Le titre de l’exposition Le temps des pommes fait une référence à la chanson Le temps des cerises *, écrite par Jean Baptiste Clement ( 1836 – 1903 ) en 1867. Cette chanson chante l’été, la beauté de la nature et la nostalgie d’un temps perdu, à l’origine. Elle est ensuite associée à la Commune de Paris **, à cause de son auteur, qui y a participé.
“ Changer le monde, changer la vie pour le bonheur de tous ”, tel fut le rêve des personnes y ayant participé. Pour l’exposition Le temps des pommes les artistes possèdent une réflexion du passé au présent sur le monde et l’histoire sociale, politique, économique, idéologique tout en ayant plus loin une analyse visionnaire.

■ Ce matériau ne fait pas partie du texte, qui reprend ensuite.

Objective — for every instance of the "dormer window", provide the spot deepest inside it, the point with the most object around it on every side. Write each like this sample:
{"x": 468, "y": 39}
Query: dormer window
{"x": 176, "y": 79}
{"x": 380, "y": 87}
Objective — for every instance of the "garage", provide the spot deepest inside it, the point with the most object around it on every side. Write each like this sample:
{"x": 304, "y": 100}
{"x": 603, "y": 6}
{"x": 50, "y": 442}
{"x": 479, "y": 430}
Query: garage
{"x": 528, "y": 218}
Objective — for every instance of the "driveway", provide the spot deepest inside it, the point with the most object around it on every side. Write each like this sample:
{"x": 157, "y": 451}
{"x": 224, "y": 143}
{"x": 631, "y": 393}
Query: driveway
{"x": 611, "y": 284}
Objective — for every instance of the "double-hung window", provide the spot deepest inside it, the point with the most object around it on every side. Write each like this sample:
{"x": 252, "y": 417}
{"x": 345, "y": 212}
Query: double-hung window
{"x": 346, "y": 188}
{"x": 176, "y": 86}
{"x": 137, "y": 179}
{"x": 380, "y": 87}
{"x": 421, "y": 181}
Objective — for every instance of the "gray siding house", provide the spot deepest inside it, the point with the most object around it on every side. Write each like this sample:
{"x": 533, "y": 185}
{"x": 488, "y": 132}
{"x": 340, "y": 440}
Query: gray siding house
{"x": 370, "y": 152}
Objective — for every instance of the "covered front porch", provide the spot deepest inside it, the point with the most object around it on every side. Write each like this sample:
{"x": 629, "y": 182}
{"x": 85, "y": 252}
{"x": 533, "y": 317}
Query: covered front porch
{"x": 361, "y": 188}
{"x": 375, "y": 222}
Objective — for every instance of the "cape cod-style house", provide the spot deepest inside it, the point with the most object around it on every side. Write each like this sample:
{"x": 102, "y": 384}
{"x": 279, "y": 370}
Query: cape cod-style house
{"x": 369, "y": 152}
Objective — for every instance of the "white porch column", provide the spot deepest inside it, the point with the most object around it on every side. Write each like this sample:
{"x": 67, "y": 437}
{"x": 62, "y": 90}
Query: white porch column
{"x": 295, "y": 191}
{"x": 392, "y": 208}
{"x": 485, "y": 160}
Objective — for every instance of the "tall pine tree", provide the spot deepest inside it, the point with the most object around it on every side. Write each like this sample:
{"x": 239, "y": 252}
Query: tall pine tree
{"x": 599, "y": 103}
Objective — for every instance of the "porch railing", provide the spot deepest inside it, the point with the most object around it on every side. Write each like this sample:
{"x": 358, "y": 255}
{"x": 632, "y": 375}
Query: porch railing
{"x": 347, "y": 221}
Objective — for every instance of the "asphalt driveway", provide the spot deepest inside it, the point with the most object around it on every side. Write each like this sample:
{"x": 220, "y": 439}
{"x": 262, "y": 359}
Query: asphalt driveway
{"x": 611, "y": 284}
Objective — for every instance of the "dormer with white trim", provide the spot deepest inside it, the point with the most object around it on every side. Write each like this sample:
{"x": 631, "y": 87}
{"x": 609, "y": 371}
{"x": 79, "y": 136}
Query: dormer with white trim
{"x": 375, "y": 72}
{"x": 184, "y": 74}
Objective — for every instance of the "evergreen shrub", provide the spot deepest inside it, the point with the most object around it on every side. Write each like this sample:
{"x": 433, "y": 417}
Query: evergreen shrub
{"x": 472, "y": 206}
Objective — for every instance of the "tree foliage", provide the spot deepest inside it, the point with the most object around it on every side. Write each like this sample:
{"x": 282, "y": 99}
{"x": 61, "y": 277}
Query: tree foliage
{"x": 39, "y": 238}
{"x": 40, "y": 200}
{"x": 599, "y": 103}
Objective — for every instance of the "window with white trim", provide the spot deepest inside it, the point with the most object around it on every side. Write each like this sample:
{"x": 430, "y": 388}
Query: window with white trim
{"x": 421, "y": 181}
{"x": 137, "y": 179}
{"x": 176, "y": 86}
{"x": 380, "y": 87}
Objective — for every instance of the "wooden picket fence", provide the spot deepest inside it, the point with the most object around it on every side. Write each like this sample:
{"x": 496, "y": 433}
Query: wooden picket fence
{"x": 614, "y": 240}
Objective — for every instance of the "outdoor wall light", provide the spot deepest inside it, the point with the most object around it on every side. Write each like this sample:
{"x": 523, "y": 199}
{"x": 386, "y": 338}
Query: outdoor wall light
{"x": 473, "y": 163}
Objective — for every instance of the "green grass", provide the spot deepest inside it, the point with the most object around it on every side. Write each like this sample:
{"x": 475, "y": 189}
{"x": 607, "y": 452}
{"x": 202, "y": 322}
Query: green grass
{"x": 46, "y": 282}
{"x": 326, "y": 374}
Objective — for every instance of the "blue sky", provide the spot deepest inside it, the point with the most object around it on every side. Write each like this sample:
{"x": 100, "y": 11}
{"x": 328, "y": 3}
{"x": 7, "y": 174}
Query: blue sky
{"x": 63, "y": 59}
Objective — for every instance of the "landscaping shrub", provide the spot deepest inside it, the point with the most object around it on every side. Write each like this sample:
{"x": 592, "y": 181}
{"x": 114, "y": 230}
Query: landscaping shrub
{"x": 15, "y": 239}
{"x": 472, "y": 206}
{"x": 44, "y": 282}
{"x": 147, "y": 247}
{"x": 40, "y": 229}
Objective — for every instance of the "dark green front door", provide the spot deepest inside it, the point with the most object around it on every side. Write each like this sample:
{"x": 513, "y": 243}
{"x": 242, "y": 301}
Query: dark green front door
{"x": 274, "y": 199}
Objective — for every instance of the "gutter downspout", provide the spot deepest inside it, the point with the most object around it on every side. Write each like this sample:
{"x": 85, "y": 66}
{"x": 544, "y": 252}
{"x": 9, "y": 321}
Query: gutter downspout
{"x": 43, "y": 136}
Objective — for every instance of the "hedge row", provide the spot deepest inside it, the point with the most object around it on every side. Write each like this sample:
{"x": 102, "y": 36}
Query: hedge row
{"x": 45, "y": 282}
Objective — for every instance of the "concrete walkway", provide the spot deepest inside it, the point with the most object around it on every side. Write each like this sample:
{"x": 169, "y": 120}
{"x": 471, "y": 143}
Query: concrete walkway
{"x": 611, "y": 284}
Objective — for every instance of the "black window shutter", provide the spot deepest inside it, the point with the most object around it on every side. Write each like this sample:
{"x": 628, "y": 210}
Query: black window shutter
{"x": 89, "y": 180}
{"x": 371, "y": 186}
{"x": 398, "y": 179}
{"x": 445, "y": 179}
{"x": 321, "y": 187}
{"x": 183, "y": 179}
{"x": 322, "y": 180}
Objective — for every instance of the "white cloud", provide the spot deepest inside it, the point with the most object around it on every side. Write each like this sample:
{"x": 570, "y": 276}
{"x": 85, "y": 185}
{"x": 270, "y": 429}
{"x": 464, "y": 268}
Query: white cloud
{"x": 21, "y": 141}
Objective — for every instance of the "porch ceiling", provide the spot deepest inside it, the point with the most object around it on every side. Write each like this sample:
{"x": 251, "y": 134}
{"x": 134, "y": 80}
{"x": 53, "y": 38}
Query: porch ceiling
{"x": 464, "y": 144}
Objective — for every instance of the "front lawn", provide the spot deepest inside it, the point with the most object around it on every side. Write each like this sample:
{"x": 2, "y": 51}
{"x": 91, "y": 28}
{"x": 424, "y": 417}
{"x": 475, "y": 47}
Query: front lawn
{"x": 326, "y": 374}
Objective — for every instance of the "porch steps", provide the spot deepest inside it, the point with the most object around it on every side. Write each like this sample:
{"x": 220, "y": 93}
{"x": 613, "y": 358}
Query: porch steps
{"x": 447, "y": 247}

Né en 1981 à Paris, Louis-Cyprien Rials a étudié le théâtre en France avant de découvrir la photographie au Japon, où il a vécu plusieurs années. Il est le lauréat du Prix SAM PROJECTS 2017.
Son travail rend compte, à travers de photogrpahies et de vidéos, d’un monde sans humains. Tout ce qui reste sont les formes et terrains qui conduisent à la désorientation et la contemplation. Par l’exploration des représentations possibles de paysages issus d’échantillons microscopiques aux images satellites, en changeant l’échelle d’étude, il propose au spectateur un espace aussi libre pour l’imagination que pour les paréidolies. Dans cet univers de l’être oublié et en retraite, cette documentation d’une scénographie abandonnée, de monuments – naturels ou pas – de ruines, de traces inscrites dans la géographie, révèle une partie d’humanité comme vue à travers le prisme de son absence.

Diplômé en 2010 de l’Ecole Nationale Supérieure des Beaux-arts de Paris, Marcos Avila Forero (né en 1983, à Paris) est invité, en 2017 à la Biennale Viva Arte Viva de Venise (57ème édition) par la curatrice Christine Macel.
La curatrice Daria de Beauvais dit : “ Vidéos, fresques, performances ou installations, les oeuvres de Marcos Avila Forero semblent toujours évoquer un hors-champ : celui d’une rencontre, d’un récit ou d’un parcours dont elles conservent l’empreinte. Ses micro-fictions faites de bric et de broc cherchent moins à démontrer ou documenter qu’à générer une collusion paradoxale entre des temps et des lieux que tout semble opposer. Ce travail tire sa richesse et sa poésie de la fréquentation et du détournement des frontières… À une époque de démultiplication et de dématérialisation des flux, Marcos Avila Forero réinscrit les déplacements et les migrations dans leur durée et leur matérialité, leur redonne un sens et une substance trop souvent négligés… L’humain, que l’artiste place au centre de son oeuvre, est paradoxalement celui qui patiente aux marges, attendant interminablement le bon moment pour sauter le pas.”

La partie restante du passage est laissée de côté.